Une personne haut placée a pourtant bien dû valider le projet, puisque seule une demande officielle émanant d’un pays peut donner lieu à un pavillon. « On a reçu l’an dernier une lettre officielle de la part du ministère du sport et de la culture, confie-t-on à la Biennale de Venise. La Biennale a invité le Kenya après avoir reçu ce courrier. C’est le pays qui a nommé Paola Poponi. La Biennale n’interfère pas dans les aspects organisationnels de la participation et laisse le pays complètement autonome. Nous ne sommes pas responsables de ce qui s’est passé. »

Pour l’heure, difficile de savoir si le pavillon de la discorde portera ou non la bannière du Kenya. Mais Hassan Wario Arero l’a promis à la communauté artistique kényane, il veillera à ce que le pays ait une représentation en bonne et due forme en 2017 à la Biennale de Venise.
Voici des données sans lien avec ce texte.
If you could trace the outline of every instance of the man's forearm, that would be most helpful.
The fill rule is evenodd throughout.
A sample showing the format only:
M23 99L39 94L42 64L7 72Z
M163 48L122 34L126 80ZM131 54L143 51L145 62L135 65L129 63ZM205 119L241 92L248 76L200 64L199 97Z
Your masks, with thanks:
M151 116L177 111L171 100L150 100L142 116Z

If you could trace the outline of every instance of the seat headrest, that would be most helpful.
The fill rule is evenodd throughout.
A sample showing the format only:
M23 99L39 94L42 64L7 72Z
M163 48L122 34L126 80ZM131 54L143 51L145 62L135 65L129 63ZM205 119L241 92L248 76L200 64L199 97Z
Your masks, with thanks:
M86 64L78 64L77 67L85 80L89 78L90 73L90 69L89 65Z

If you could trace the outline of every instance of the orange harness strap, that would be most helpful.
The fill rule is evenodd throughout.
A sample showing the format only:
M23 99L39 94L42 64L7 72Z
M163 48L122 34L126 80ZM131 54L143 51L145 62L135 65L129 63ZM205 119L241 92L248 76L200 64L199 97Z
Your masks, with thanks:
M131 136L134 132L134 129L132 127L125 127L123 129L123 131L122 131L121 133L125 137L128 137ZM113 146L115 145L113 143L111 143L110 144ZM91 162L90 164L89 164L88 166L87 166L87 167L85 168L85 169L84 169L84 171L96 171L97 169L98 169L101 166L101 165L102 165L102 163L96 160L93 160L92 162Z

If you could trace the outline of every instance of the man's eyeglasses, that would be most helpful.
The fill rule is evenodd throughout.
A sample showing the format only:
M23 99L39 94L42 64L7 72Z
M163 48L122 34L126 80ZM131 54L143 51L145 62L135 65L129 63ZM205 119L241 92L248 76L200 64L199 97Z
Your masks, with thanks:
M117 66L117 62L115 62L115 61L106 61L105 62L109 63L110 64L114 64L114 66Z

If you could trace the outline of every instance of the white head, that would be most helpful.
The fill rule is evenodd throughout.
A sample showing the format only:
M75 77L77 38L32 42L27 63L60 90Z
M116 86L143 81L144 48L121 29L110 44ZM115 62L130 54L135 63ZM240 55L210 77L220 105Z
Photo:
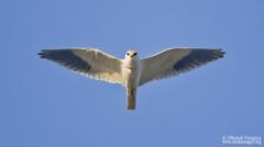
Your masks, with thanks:
M138 58L138 53L136 53L136 50L129 49L129 50L125 53L125 59L135 59L135 58Z

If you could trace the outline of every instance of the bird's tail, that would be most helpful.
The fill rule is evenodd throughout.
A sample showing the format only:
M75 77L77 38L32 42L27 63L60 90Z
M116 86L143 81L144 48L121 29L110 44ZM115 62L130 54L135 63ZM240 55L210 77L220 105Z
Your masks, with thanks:
M127 88L127 95L128 95L128 110L135 110L135 95L136 95L136 88Z

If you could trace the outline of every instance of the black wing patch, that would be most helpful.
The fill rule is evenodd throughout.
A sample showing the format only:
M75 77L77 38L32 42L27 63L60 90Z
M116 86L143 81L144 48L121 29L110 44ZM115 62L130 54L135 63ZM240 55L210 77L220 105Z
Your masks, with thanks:
M224 54L221 49L194 49L189 55L178 60L174 69L179 72L191 70L198 66L222 58Z
M70 49L45 49L38 55L41 58L53 60L75 71L88 72L91 68L87 61L75 55Z

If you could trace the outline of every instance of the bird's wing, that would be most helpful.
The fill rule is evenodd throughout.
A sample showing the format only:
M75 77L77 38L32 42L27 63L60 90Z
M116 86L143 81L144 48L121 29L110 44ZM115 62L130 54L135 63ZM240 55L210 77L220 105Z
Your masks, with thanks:
M172 48L143 58L140 86L191 70L223 57L221 49Z
M122 61L94 48L45 49L41 58L58 63L89 78L111 83L123 83Z

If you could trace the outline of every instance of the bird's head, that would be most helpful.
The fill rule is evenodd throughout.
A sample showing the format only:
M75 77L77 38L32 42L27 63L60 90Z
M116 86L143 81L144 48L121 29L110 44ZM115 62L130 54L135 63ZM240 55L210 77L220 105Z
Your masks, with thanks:
M138 53L136 53L136 50L134 50L134 49L129 49L129 50L125 53L125 58L127 58L127 59L138 58Z

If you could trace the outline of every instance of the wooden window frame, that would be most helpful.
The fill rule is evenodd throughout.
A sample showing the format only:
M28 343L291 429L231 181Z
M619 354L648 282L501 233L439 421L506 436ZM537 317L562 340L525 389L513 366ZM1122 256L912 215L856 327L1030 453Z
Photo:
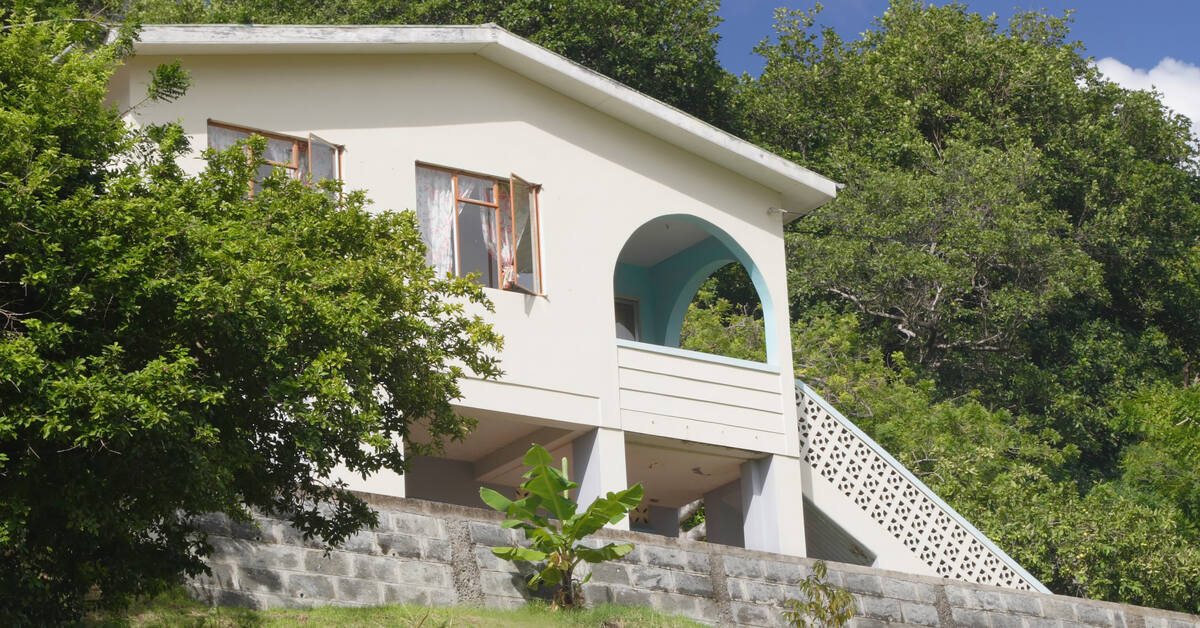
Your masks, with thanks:
M342 152L346 151L346 145L344 144L337 144L337 143L330 142L330 140L328 140L328 139L325 139L325 138L323 138L320 136L317 136L314 133L308 133L308 137L304 138L304 137L299 137L299 136L289 136L287 133L280 133L280 132L276 132L276 131L266 131L264 128L256 128L253 126L236 125L236 124L226 122L226 121L222 121L222 120L214 120L211 118L208 119L208 125L209 126L215 126L217 128L224 128L227 131L235 131L235 132L239 132L239 133L246 133L248 136L259 136L259 137L265 137L268 139L277 139L280 142L290 142L292 143L292 162L290 163L282 163L282 162L271 161L271 160L263 160L263 163L268 163L270 166L276 166L276 167L284 168L284 169L289 171L288 174L293 179L295 179L295 180L298 180L298 181L300 181L304 185L307 185L310 187L313 185L313 181L312 181L312 140L313 140L313 138L316 138L316 139L318 139L320 142L324 142L325 144L329 144L330 146L334 146L335 149L337 149L337 181L341 183L341 181L344 180L344 177L343 177L344 173L342 172ZM209 137L208 142L209 142L209 148L212 148L212 139L211 139L211 137ZM304 150L304 152L306 152L308 155L308 172L307 173L300 172L300 152L301 152L301 150ZM247 151L246 155L248 156L250 152ZM305 174L307 174L308 177L306 178ZM253 196L253 187L254 187L254 184L251 183L251 196Z
M530 222L530 226L529 226L529 237L534 239L534 245L535 245L535 251L536 251L535 255L536 255L536 263L538 263L538 291L536 292L530 291L529 288L526 288L524 286L521 286L520 283L517 283L516 280L512 280L511 282L509 282L508 285L505 285L505 280L504 280L504 271L505 271L505 269L503 268L503 265L500 268L494 269L496 270L496 277L497 277L497 286L491 286L490 285L491 283L491 277L488 277L488 285L486 285L485 287L493 288L493 289L502 289L502 291L505 291L505 292L517 292L517 293L521 293L521 294L529 294L532 297L545 297L546 295L546 288L545 288L545 283L544 283L545 280L542 277L542 259L541 259L541 257L542 257L541 256L541 184L530 183L529 180L527 180L527 179L524 179L522 177L517 177L516 174L510 174L508 178L503 178L503 177L497 177L494 174L486 174L486 173L474 172L474 171L467 171L467 169L462 169L462 168L451 168L451 167L448 167L448 166L440 166L440 165L437 165L437 163L428 163L428 162L424 162L424 161L418 161L416 162L416 167L418 168L427 168L427 169L431 169L431 171L444 172L444 173L450 174L450 177L451 177L450 180L451 180L451 187L452 187L452 191L454 191L454 204L455 204L454 205L454 258L455 258L454 263L455 263L455 274L458 275L458 276L462 276L462 256L461 256L460 243L458 243L458 240L460 240L460 238L458 238L458 233L460 233L458 232L458 203L469 203L469 204L473 204L473 205L491 208L496 213L494 214L494 221L496 221L496 234L494 235L496 235L497 256L496 256L494 259L491 256L488 257L488 265L491 265L491 264L500 264L500 261L498 259L498 257L499 257L498 251L500 249L500 243L503 241L502 233L500 233L500 225L503 225L503 222L500 221L500 202L499 202L499 199L500 199L500 186L505 185L505 181L506 181L508 192L509 192L509 225L510 225L510 228L514 229L514 233L511 235L512 249L514 249L514 251L512 251L514 259L516 257L516 233L515 233L515 229L516 229L516 181L520 180L522 184L529 186L529 189L533 190L533 192L534 192L534 195L533 195L533 203L529 207L529 214L530 214L529 215L529 222ZM461 175L466 175L466 177L470 177L473 179L485 179L485 180L492 181L492 198L494 201L479 201L479 199L467 198L467 197L461 196L458 193L458 175L460 174Z

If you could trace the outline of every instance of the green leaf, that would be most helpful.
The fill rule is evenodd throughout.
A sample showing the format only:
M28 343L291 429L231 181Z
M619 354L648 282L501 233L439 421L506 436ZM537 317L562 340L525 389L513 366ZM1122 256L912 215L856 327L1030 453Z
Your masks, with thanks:
M583 538L602 528L606 524L616 524L637 508L642 503L646 489L641 484L635 484L629 489L610 492L588 504L583 516L572 520L570 528L564 531L575 537Z
M540 562L545 561L547 554L530 550L528 548L492 548L492 554L505 561Z
M508 497L486 486L479 488L479 498L487 506L491 506L502 513L508 513L509 507L512 506L512 500L509 500ZM508 521L505 521L505 524L508 524Z

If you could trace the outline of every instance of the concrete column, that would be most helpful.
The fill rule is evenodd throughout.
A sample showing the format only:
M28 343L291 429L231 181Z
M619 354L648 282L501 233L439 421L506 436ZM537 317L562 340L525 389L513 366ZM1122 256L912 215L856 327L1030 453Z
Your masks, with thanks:
M571 479L580 484L576 501L584 509L607 492L629 488L625 478L625 432L611 427L596 427L581 435L572 443L575 468L568 469ZM608 527L629 530L629 518Z
M742 525L742 482L733 480L704 494L704 532L709 543L745 545Z
M800 459L769 455L742 463L745 548L804 556Z

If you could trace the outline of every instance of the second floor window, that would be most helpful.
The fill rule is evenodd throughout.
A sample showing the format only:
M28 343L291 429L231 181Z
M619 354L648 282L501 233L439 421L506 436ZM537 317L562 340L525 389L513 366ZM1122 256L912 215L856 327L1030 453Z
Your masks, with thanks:
M427 258L439 275L491 288L541 293L538 190L517 175L486 177L416 166L416 217Z
M275 168L283 168L293 179L307 184L342 178L343 146L326 142L312 133L308 133L307 138L286 136L215 120L209 120L208 132L209 148L216 150L224 150L250 136L266 138L266 150L263 151L265 163L258 167L258 173L254 175L254 192L258 191L259 181L271 174Z

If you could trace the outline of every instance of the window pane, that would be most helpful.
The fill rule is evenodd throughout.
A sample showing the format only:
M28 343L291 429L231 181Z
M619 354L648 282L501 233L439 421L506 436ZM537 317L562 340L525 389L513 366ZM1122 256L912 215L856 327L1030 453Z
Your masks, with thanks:
M509 189L508 181L504 181L499 186L500 189L500 228L499 228L499 241L500 241L500 287L508 288L512 283L516 283L516 251L512 245L512 208L511 208L511 191Z
M296 151L296 160L299 161L299 163L296 163L295 175L296 179L301 179L308 173L308 150L307 150L308 146L301 143L296 148L299 148L300 150Z
M246 139L247 137L250 136L241 131L209 125L209 148L211 149L224 150L236 144L239 139Z
M263 190L263 184L262 184L263 179L270 177L271 173L275 172L275 168L277 168L277 166L271 166L270 163L263 163L258 166L257 171L254 171L253 189L256 195Z
M540 293L540 273L538 264L538 216L536 191L532 185L512 178L514 198L512 210L515 214L514 231L516 232L516 271L517 283L533 293Z
M337 179L337 148L320 139L317 136L308 136L310 163L312 165L312 181L318 183L325 179ZM302 171L302 168L301 168ZM450 174L446 173L446 180Z
M494 186L496 181L492 179L480 179L479 177L470 177L468 174L458 175L458 198L470 198L473 201L484 201L487 203L494 203Z
M617 299L617 337L622 340L641 340L637 329L637 301Z
M292 163L292 146L294 142L286 139L266 139L266 150L263 152L263 159L266 161L274 161L276 163L286 163L288 166L294 166Z
M454 175L416 167L416 223L425 239L425 258L439 277L455 271Z
M479 283L499 287L494 234L496 209L458 203L458 275L479 273Z

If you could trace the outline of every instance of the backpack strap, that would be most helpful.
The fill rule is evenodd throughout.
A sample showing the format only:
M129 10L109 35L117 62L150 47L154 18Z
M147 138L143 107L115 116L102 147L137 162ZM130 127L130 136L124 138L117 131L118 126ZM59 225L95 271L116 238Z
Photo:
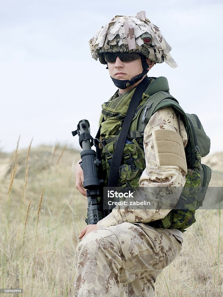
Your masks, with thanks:
M167 92L161 91L150 97L143 106L144 112L141 112L139 119L139 130L144 131L150 118L159 109L172 106L180 114L187 133L189 130L188 120L177 100Z

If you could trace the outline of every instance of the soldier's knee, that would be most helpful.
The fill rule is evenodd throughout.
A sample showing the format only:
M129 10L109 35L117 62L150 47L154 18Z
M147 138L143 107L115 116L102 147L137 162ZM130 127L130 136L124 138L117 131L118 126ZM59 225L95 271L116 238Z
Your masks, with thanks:
M91 232L79 243L76 252L84 252L85 250L93 252L99 249L105 251L114 250L118 247L119 242L116 235L113 232L106 229L100 229Z

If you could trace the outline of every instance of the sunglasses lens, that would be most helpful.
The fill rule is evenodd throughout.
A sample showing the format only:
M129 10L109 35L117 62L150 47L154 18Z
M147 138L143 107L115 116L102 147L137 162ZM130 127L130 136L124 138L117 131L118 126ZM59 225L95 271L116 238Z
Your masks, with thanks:
M114 63L117 57L122 62L130 62L140 59L138 54L129 53L105 53L104 55L105 60L109 63Z

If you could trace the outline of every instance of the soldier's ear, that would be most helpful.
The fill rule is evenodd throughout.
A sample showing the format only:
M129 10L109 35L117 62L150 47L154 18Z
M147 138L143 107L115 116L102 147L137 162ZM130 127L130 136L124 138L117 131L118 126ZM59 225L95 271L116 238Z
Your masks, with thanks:
M146 61L147 62L147 64L149 65L149 68L147 68L147 70L150 70L154 65L154 62L153 61L151 61L150 60L147 58L146 58Z

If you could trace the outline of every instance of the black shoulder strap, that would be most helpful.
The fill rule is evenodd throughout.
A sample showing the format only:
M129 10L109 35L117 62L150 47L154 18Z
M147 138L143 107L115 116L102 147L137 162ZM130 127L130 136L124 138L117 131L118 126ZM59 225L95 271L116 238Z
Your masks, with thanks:
M119 167L127 134L136 109L142 100L142 94L146 89L149 82L149 79L146 76L137 86L130 102L113 155L109 173L109 187L116 187L117 184Z

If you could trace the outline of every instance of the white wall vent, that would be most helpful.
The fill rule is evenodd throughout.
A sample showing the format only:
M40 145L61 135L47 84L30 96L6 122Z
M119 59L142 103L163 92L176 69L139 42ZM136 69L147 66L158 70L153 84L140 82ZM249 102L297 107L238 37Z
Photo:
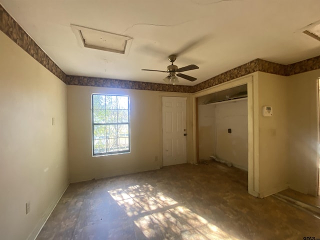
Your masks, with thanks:
M128 43L132 38L77 25L71 25L79 42L82 46L89 48L97 49L124 54Z

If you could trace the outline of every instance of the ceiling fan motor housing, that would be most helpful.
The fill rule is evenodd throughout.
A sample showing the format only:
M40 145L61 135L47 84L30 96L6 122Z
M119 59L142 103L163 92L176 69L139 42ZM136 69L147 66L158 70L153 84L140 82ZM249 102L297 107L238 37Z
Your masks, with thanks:
M169 65L166 67L166 70L170 74L170 75L174 75L176 72L178 70L178 67L176 65Z

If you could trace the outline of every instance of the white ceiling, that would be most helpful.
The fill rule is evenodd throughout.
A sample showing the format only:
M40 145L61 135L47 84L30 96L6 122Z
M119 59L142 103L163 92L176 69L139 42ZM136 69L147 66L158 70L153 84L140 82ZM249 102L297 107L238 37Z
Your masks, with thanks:
M320 55L302 33L320 20L319 0L0 0L68 74L164 83L180 54L192 86L256 58L289 64ZM125 54L83 48L70 24L133 38Z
Pas si simple. « Je ne suis pas sûre qu’au ministère il y ait assez de connaissance de la scène pour organiser une représentation nationale comme le fait le Zimbabwe par exemple » estime l’artiste Miriam Syowia Kyambi. « Un pavillon coûte au moins entre 300 000 et 500 000 euros et l’argent public manque pour la culture », ajoute l’artiste Michael Soi.

Le mécénat n’est pas encore inscrit dans les pratiques des entreprises privées locales. Samantha Ripa di Meana, elle, se veut optimiste : « Personne ici n’avait compris ce qu’était la Biennale de Venise. Sans cet incident, les artistes kényans ne se seraient probablement jamais réveillés ».